Oggi i suoi titoli diventano cult per gli appassionati di cinema trash, che li cercano attraverso i circuiti più disparati, ma anche in cofanetti prodotti in Francia o Germania.

Aldo si era trasferito a Milano da Parigi, dove aveva vissuto metà della sua vita, ma per sfuggire a quel frastuono inconcepibile si era sistemato durante circa un decennio nella dolce quiete del lago Maggiore e qui, tra gustosi hummus e maccheroni finemente gratinati, abbiamo dipanato le sue molteplici storie: gli esordi a Venezia nello studio di Romano Scarpa (padre conclamato della Disney italiana), quella tessera firmata Hemingway nella natia Istria e che fa parte inscindibile del suo bagaglio personale, il suo intenso lavoro in Francia frequentando tutti i comparti dell’industria (dall’apprendistato con Litvak e Carné fino alla produzione di film come Farinelli o Marchise), i western italo-andalusi, l’aneddotico rigetto ad opera di qualche attrice (Monica Vitti: grande regina), popolari serie RAI come La pietra di Marco Polo, retrospettive e festival che gentilmente gli inviano biglietti e mappe con gli itinerari, biografie in corso e monografie presso riviste di settore (Nocturno), o la sua ultima invenzione: una casa editrice specializzata in gialli, Angera Films, che nutre con la sua torbida immaginazione da ispettore delle tenebre.

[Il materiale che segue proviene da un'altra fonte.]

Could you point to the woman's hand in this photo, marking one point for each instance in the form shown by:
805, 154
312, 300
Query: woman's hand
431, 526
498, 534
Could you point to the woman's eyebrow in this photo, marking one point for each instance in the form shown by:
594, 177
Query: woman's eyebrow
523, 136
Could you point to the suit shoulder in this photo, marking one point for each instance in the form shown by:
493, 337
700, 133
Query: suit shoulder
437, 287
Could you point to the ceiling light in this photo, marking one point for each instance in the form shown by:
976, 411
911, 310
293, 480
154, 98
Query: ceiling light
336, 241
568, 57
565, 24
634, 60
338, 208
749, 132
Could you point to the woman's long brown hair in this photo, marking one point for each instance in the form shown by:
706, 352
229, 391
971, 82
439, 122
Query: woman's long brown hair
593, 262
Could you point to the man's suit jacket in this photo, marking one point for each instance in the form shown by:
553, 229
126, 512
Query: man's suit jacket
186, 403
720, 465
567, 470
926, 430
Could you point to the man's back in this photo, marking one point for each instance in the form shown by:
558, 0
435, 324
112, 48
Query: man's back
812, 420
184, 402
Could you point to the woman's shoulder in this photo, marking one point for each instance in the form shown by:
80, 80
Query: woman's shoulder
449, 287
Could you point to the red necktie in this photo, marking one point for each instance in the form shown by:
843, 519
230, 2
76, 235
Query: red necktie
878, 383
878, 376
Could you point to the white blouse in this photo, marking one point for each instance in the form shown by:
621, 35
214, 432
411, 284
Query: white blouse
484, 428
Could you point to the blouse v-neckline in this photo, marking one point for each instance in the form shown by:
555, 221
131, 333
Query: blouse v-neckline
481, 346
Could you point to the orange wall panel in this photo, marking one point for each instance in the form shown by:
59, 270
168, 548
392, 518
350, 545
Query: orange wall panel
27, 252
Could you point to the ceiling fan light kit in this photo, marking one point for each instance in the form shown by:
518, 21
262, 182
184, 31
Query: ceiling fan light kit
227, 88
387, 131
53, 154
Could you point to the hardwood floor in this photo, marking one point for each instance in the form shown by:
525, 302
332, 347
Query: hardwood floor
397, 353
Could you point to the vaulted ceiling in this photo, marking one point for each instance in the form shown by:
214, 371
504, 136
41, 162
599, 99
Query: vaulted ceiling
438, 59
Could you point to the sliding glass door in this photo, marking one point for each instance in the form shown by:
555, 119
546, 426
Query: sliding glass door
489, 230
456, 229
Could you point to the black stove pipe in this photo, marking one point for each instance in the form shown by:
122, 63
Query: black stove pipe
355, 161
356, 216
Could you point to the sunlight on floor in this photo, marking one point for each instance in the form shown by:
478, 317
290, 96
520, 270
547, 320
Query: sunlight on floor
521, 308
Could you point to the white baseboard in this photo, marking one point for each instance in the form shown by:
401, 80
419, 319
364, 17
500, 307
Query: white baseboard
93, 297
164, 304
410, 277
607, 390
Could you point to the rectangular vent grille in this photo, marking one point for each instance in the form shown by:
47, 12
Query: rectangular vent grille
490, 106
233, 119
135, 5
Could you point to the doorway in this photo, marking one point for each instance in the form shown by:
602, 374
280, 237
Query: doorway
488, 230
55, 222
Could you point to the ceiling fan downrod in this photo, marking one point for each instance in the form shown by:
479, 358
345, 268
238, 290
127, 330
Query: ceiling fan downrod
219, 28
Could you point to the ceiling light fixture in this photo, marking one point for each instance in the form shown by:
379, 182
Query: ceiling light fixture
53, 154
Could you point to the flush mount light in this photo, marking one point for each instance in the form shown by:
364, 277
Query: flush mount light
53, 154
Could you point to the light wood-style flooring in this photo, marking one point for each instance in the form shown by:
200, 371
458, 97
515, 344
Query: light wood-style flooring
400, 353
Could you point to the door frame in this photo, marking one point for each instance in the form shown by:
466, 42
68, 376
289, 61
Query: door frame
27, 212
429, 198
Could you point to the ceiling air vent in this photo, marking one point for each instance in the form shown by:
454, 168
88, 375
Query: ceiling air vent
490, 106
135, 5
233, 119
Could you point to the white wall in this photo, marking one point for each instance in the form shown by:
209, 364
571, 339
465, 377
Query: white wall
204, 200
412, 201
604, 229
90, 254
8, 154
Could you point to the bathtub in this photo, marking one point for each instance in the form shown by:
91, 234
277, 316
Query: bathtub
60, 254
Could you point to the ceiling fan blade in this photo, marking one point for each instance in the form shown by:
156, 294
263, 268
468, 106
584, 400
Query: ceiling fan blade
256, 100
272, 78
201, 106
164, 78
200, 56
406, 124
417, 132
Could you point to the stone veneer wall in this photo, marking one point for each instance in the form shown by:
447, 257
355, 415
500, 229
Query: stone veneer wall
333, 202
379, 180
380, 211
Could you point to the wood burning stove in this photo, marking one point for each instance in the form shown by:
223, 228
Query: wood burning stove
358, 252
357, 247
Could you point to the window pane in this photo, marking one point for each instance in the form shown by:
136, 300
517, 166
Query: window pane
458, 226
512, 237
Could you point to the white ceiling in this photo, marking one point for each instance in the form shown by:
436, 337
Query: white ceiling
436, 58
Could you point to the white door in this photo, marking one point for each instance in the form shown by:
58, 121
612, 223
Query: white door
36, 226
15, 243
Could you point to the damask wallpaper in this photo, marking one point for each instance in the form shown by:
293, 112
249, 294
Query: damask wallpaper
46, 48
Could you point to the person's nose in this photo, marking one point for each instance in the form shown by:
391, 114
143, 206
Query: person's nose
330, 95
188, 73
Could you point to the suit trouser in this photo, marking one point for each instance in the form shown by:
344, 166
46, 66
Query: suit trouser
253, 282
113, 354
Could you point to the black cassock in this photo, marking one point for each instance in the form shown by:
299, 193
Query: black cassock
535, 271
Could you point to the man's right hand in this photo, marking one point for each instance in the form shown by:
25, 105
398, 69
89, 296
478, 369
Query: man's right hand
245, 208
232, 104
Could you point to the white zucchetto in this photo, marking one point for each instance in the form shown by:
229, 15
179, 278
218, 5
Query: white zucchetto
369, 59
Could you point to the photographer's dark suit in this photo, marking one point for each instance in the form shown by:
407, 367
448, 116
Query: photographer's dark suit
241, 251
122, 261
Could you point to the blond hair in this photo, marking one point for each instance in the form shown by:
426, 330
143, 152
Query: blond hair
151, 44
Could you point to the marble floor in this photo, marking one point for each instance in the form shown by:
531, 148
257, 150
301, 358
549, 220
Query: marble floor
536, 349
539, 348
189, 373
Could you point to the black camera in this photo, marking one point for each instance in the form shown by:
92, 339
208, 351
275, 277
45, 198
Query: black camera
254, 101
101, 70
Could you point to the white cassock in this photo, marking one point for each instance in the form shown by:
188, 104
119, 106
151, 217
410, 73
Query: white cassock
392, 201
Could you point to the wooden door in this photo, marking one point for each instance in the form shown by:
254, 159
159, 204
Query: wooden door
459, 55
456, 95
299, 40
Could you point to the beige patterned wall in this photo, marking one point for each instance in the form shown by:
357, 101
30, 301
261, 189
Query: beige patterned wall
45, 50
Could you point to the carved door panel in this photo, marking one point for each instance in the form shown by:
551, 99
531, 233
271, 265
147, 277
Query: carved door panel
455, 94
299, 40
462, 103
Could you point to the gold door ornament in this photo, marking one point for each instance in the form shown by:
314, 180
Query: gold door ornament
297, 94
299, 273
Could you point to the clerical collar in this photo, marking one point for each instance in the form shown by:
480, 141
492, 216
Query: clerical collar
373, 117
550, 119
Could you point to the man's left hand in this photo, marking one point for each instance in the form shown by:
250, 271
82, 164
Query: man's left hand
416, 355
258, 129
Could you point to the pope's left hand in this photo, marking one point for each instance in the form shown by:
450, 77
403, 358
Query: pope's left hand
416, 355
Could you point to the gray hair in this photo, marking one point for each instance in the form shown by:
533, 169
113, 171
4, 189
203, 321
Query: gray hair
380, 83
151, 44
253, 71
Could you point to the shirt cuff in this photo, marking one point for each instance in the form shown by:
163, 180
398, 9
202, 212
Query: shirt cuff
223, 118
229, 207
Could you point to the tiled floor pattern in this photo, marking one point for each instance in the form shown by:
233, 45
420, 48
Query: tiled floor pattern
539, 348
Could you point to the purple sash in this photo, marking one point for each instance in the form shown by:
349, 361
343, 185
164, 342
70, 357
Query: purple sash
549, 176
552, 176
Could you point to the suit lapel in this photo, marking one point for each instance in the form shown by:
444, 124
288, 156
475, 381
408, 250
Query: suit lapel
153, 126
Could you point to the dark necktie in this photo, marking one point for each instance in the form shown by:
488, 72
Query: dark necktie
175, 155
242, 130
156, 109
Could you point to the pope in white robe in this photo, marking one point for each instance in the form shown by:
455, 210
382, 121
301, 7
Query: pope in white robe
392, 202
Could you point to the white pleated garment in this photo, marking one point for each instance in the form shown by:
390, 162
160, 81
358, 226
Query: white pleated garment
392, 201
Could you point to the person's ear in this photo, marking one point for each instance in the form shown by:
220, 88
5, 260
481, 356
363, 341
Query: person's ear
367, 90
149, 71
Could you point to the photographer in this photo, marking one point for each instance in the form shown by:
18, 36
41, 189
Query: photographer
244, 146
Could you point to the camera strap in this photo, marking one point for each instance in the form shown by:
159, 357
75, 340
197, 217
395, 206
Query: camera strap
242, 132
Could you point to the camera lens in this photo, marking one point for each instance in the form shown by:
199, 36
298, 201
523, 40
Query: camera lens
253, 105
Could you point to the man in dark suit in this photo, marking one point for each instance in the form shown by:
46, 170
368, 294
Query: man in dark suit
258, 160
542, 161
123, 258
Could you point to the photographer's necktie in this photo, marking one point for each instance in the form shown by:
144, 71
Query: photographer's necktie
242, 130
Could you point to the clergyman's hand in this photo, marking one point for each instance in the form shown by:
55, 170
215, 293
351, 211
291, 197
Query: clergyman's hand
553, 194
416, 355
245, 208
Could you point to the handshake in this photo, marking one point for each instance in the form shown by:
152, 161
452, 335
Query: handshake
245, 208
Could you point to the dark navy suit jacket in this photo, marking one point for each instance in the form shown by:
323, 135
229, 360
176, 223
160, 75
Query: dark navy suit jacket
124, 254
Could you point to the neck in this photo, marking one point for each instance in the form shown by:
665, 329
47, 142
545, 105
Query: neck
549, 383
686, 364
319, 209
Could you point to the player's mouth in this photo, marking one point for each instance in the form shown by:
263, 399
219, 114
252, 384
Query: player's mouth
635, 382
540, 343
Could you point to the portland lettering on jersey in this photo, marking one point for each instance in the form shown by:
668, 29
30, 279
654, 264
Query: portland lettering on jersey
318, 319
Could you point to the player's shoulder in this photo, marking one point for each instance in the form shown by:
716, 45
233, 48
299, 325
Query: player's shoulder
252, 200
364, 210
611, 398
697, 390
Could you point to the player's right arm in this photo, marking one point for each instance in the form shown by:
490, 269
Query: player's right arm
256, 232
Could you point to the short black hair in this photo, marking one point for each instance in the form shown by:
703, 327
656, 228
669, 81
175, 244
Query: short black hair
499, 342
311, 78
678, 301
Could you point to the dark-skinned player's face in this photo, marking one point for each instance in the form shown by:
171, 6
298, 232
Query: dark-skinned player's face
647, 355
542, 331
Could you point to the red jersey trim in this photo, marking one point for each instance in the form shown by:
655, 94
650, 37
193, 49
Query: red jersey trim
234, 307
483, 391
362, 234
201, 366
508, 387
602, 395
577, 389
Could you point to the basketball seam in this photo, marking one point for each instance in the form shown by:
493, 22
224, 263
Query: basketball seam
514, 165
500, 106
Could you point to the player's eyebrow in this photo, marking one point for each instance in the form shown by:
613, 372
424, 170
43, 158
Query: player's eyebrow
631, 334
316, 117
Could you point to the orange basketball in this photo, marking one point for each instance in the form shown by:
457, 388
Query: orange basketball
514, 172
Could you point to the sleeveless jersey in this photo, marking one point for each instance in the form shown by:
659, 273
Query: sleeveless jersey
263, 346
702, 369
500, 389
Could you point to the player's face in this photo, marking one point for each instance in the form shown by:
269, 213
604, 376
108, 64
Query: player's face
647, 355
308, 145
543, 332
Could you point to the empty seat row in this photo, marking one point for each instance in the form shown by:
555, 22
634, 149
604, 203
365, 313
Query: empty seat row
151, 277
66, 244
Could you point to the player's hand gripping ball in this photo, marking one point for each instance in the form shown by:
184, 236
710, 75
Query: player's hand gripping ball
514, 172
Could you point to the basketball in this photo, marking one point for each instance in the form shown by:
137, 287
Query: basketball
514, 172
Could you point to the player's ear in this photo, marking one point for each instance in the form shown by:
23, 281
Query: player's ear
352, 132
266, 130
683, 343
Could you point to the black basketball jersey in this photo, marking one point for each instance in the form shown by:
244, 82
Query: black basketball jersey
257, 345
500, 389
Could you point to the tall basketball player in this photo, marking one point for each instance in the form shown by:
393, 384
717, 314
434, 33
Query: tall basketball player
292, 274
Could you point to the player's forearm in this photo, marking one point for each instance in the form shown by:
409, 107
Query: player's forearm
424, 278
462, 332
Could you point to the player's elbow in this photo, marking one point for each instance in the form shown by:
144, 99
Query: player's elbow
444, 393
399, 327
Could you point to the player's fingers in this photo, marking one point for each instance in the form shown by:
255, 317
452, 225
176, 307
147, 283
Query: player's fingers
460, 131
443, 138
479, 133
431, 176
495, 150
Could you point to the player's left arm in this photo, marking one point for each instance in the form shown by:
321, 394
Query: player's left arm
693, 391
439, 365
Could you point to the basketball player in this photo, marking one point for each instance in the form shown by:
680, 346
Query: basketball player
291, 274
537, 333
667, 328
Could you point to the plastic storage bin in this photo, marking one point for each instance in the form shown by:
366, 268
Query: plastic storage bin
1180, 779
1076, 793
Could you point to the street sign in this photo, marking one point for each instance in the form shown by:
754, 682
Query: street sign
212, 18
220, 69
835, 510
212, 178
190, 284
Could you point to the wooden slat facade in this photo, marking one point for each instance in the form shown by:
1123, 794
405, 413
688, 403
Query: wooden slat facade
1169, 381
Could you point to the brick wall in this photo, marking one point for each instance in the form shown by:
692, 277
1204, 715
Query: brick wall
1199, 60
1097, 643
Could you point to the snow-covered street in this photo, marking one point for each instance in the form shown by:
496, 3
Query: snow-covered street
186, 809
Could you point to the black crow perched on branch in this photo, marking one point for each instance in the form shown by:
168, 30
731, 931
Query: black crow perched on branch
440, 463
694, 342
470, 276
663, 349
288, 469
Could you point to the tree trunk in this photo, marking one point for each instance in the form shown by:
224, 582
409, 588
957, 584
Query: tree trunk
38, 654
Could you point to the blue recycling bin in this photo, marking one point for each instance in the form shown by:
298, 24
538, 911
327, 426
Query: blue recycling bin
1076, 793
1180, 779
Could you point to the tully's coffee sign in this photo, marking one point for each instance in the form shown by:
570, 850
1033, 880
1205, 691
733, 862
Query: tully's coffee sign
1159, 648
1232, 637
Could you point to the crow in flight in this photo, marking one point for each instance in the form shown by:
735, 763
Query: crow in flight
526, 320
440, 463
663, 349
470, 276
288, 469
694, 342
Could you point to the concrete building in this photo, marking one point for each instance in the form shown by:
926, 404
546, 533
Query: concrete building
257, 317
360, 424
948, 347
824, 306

Uomo irrequieto e di valigia sempre pronta, adesso si è trasferito nei pressi di Roma, sostituendo il lago nostro per quello di Bracciano. Ma posso ricordarlo ancora qui da noi, sotto un innocente sole di aprile, salutandomi con il suo cappellino di paglia d’Italia (la primavera gli concedeva di prescindere dell’immancabile sciarpa rossa), mentre con una misteriosa borsa nera, piena di pagine in fiamme, si imbarcava nel primo battello che partiva per il Piemonte, dove macchinava nuovi delitti cartacei con il suo tipografo.

José Joaquín Beeme

Tutte le immagini sono estratti del documentario Aldo Lado ad Angera. Un regista-scrittore sul lago Maggiore di Ino Lucia e JJ Beeme (Altre Latitudini / Mottawa9 Studio, 2020).